A whole apple is “for many people too big a commitment,” he said. “If you had a bowl of apples at a meeting, people wouldn’t take an apple out of the bowl. But if you had a plate of apple slices, everyone would take a slice.”
This is another fascinating topic. Since humans have been tinkering with different breeds of plants and animals for thousands of years, this seems to hinge squarely on squeamishness over the new kid on the block: genetic engineering.
The USDA is opening a 30-day comment period on the company’s application for approval of the GM trees (You can find .pdf info on that at the USDA site.) The public comment period in Canada with the Canadian Food Inspection Agency closed earlier this month. (And there’s a lot of useful info on that webpage, if you want more details.)
Conventional apple growers have come out against approval, citing concerns that approval of GM apples could tarnish the apple’s image as a healthy, natural food. At least one survey indicates public rejections as well.
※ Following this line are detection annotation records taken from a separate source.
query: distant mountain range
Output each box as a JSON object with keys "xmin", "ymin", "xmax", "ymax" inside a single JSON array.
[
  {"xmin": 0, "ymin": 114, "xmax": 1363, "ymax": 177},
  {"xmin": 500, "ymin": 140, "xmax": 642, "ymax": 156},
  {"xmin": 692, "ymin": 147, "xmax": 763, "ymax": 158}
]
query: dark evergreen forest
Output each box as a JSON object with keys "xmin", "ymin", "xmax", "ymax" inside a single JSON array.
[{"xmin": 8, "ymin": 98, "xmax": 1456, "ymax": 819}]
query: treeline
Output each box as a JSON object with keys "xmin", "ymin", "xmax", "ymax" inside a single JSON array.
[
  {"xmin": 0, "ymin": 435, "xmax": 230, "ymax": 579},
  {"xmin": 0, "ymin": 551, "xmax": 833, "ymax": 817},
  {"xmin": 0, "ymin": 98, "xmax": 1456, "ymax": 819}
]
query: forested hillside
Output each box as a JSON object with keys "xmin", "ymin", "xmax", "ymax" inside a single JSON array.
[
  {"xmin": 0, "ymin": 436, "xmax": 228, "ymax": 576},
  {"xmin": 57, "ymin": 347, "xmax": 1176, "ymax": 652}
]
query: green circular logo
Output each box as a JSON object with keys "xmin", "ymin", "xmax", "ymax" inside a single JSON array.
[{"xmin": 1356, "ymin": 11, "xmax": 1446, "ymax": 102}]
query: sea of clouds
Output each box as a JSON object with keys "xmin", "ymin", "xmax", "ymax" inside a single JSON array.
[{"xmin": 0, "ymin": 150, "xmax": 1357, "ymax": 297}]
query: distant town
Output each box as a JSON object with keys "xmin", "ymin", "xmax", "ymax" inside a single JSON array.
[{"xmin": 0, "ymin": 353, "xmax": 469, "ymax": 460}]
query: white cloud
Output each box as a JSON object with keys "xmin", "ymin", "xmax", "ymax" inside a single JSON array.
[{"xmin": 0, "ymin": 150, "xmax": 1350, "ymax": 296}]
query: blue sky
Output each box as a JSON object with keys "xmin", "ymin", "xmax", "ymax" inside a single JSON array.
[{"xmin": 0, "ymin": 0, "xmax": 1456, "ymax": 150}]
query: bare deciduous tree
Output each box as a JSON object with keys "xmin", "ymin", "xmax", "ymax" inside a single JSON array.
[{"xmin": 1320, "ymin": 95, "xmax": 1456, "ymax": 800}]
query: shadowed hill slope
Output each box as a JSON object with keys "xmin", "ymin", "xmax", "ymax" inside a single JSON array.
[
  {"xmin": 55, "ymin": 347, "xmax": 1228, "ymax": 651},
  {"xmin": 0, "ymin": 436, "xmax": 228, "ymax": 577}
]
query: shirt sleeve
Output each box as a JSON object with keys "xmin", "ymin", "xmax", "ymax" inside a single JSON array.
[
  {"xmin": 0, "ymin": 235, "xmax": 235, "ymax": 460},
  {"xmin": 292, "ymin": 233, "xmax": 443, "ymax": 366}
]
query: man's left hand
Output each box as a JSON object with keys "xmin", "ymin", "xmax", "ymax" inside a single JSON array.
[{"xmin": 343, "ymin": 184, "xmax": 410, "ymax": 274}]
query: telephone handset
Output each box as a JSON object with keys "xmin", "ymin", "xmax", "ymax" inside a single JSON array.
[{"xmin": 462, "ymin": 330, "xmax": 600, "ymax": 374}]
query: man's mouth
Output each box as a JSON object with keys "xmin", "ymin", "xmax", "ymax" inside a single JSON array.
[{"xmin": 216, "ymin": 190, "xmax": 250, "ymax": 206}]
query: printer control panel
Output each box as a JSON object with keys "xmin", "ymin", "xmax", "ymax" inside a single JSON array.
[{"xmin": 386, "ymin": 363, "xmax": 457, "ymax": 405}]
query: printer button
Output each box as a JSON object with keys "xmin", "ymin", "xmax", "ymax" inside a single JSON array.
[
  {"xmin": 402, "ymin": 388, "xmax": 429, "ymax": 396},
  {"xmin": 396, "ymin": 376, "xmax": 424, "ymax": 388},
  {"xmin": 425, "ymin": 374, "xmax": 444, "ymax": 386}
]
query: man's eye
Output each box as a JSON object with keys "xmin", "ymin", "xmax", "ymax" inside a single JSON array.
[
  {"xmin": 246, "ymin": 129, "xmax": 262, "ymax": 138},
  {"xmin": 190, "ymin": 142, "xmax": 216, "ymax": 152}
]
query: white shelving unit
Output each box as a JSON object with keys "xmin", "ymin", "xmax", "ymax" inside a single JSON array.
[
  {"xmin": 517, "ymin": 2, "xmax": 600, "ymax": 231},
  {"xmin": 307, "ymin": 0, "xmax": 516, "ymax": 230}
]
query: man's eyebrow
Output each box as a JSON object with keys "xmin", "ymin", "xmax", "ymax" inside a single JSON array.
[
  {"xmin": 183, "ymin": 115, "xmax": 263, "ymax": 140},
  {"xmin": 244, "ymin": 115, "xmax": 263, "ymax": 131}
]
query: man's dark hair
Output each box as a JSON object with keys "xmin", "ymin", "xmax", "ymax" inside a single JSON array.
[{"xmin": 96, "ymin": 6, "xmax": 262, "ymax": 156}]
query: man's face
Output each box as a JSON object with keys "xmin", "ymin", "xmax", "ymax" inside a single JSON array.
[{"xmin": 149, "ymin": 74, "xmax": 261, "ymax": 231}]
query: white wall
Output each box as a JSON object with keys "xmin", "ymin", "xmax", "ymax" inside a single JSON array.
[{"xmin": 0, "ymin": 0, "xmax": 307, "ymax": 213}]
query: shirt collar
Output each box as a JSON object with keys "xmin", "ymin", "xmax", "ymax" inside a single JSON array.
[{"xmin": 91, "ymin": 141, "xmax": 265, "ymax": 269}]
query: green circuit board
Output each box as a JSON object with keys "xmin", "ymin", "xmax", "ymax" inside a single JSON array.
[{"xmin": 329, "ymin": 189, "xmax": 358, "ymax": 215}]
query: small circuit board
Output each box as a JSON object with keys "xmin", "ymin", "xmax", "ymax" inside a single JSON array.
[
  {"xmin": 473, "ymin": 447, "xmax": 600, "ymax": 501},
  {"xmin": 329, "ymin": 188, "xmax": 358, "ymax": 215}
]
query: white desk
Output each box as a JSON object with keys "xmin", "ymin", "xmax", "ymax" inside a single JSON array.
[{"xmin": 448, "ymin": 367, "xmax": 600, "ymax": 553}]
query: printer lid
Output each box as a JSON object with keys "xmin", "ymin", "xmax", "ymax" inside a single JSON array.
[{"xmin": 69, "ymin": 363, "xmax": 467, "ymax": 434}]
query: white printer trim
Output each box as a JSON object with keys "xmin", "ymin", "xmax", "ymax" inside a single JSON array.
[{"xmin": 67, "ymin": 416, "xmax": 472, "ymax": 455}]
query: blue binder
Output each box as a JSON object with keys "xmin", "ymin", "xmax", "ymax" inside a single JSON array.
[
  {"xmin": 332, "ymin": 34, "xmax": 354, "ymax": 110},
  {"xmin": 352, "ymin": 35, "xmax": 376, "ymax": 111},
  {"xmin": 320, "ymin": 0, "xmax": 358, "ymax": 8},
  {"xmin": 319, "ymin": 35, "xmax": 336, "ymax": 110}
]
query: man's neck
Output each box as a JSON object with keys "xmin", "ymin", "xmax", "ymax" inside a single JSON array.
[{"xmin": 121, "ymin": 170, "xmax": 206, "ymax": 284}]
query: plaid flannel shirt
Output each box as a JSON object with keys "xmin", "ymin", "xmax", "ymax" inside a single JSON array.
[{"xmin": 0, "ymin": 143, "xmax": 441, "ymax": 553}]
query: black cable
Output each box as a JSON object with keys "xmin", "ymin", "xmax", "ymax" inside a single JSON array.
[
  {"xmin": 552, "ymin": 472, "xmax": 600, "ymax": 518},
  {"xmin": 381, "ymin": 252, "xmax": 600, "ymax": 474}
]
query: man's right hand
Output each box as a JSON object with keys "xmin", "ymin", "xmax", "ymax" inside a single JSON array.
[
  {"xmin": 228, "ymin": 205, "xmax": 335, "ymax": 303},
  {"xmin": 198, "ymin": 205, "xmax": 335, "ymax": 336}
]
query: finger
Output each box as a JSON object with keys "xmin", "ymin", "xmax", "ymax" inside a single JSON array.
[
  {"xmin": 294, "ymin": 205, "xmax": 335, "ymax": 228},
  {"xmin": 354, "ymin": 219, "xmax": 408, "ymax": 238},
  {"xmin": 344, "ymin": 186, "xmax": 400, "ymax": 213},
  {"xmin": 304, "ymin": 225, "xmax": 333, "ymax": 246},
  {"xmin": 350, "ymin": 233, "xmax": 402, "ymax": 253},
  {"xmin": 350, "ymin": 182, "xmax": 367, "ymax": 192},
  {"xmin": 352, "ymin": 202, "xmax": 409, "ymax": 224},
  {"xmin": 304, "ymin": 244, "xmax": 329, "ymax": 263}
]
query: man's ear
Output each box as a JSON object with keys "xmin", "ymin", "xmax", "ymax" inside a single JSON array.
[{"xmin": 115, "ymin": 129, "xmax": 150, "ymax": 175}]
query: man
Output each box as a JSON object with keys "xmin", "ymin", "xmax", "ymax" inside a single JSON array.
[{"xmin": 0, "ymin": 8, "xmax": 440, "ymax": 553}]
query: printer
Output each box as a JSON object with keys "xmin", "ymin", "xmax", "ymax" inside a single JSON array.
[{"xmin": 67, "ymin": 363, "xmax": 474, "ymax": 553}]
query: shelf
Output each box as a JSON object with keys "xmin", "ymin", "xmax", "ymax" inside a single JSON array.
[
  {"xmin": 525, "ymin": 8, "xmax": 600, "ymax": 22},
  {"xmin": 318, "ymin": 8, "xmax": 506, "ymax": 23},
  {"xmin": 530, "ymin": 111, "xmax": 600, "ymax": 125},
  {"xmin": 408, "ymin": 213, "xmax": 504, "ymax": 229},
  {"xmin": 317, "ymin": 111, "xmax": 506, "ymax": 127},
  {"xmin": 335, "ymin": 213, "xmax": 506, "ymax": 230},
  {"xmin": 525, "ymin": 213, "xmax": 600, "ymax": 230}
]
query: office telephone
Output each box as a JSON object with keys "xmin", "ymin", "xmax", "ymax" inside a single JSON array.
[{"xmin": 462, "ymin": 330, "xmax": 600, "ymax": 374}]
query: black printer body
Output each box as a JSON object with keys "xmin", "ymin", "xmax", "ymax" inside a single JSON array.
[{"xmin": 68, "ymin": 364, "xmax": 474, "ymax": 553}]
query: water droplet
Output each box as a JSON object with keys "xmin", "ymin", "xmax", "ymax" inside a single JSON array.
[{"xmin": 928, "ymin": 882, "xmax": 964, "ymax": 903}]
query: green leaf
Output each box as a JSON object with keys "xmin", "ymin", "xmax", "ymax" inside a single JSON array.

According to the EpochTimes:
Of the 1,501 people surveyed, 69 percent said they are against approval of the apple, which is genetically engineered to not turn brown when cut.
Seventy six percent feel that the federal government has not provided enough information about genetically modified foods, while 91 percent are in favour of government regulations that would make the labelling of GM food products mandatory.
By the way, we all know that you can keep apples looking fresh using a dip of lemon juice. But how many people bother to do that? The comment section of the NYT article carries the debate further: is a no-brown apple just another way to serve stale food that’s past its prime? Or are all avenues that encourage more consumption of unprocessed foods worth pursuing?
Food! Gotta love it!
But… when in doubt – especially in this heat – throw it out!